My Lords, is the Minister aware of the recent research which shows that HGV drivers dislike their conditions and having to stay away overnight? With that in mind, will the Government look again at the plans for rail freight villages and palletisation of freight? That would put a lot of freight on to the railways and allow the drivers to do the last-mile deliveries, which would keep them nearer home and be more eco-friendly. I commend it to the Government.
I thank the noble Viscount for his suggestion. We in the Department for Transport are great supporters of rail freight. We have made significant investments in rail freight. It is not suitable for many of the goods moved by road, but where it is suitable we have various grants available to slightly subsidise the cost of rail freight and get that freight off the roads.

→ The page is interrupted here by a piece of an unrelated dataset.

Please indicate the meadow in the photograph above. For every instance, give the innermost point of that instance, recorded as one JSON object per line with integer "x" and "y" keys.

My Lords, I declare an interest as I have a C+E HGV licence. I am also an out-of-date HGV driving instructor.
The chickens are coming home to roost. For years we have treated HGV drivers like dirt. Why would anyone want to become an HGV driver? We literally expect them to urinate and defecate away from fixed facilities. Go and look at the A34 trunk road, see how many lorries are parked up with the driver inside and think about what he is going to do in the morning.
We persecute HGV drivers with regulation. I do, however, have one suggestion for the Minister. I have an HGV licence, but I cannot use it commercially because I do not have a Driver CPC—a certificate of professional competence. If the Minister relaxed that requirement, she would have access to a large number of HGV drivers very quickly.
Gosh, do I have some jobs for my noble friend. He is, however, absolutely right: it may well be that some of these hundreds of thousands of people with HGV licences do not want to return to the sector because, historically, it has been seen as a sector that does not treat its employees very well. The only way to fix that is to get the haulier sector working with the customers and the supply chain in the distribution centres. The Government have already produced an internal report on lorry parking. We will look very carefully at what we can do to go beyond the changes to the planning system that we have already put in place.
I take my noble friend’s point on the Driver CPC. The House may remember that we were able to extend it last year, but that was using EU legislation. I will do what I can on the Driver CPC. It is a good safety mechanism, but we might be able to do something, although significant changes would require primary legislation at this time.
My Lords, has my noble friend heard the stories about considerable delays in renewing HGV licences for drivers? There seems to be a problem with the DVLA’s processing of renewal applications. Will my noble friend look at the problems in the DVLA and try to speed up the process? That would have a big impact on the number of drivers available.
That is an excellent point. I spoke to the DVLA only this afternoon, and indeed the Secretary of State and I asked it to prioritise provisional vocational licences quite some time ago. One thing that people must realise, if they are waiting for renewal of a vocational licence, is that under Section 88 it is highly likely that they would still be able to drive even though their licence has not been renewed. If your application has been done—if it is in and it is correct—under Section 88 you can still drive. We need to get that out there. I completely take my noble friend’s point, though, and we are in very frequent discussions with the DVLA to see how we can get as many licences through the system as possible.